These options control which components of an animation curve are available for selection and editing.
Note: When you select components of an animation curve in the graph view of the
Graph Editor, a box appears in the
Outliner corresponding to the attribute whose components are currently selected.
- All
-
Enables selection of any of the components of an animation curve.
- Only Curve
-
Constrains your selection to only animation curve segments.
- Curve
-
Constrains your selection to animation curve segments.

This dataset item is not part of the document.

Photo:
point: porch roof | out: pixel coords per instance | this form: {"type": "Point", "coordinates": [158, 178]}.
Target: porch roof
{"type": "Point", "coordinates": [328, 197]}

To select a curve, click (or drag-select) the curve between two keys to select it, then click again to move it.Note: Curve selection is on by default.
- Key
-
Constrains your selection to keys.
- In Tangent
-
Constrains your selection to the in tangents of a key. In tangents are the tangents that describe the shape of the curve segment entering a key.
- Out Tangent
-
Constrains your selection to the out tangents of a key. Out tangents are the tangents that describe the shape of the curve segment leaving a key.Note: To select a tangent when the Key and Curve selections are disabled, you must select View > Tangents > Always.
- Pre-Select Highlight
-
Turns on pre-selection highlighting for curves, segments, tangents, and keys in the graph view, giving you visual feedback on what you are about to select.See also Turn on Pre-selection highlighting in the Graph Editor.
- Prefer Selected Curves
- Activate this option to limit the selection of keys or tangents to the curve you are working on. When this setting is active, if you drag-select over a group of curves, only the keys on the selected curve are selected. This helps prevent accidental key selection when working with dense animation data.
- This setting is off by default.
Prefer Selected Curves lets you focus on a chosen curve
- Snap Time to Selection
-
When this option is on, the current time marker snaps to any key you select. Hotkey: Alt + / (forward slash)
Compared behavior between Snap Time to Selection off, followed by on
This setting is disabled by default.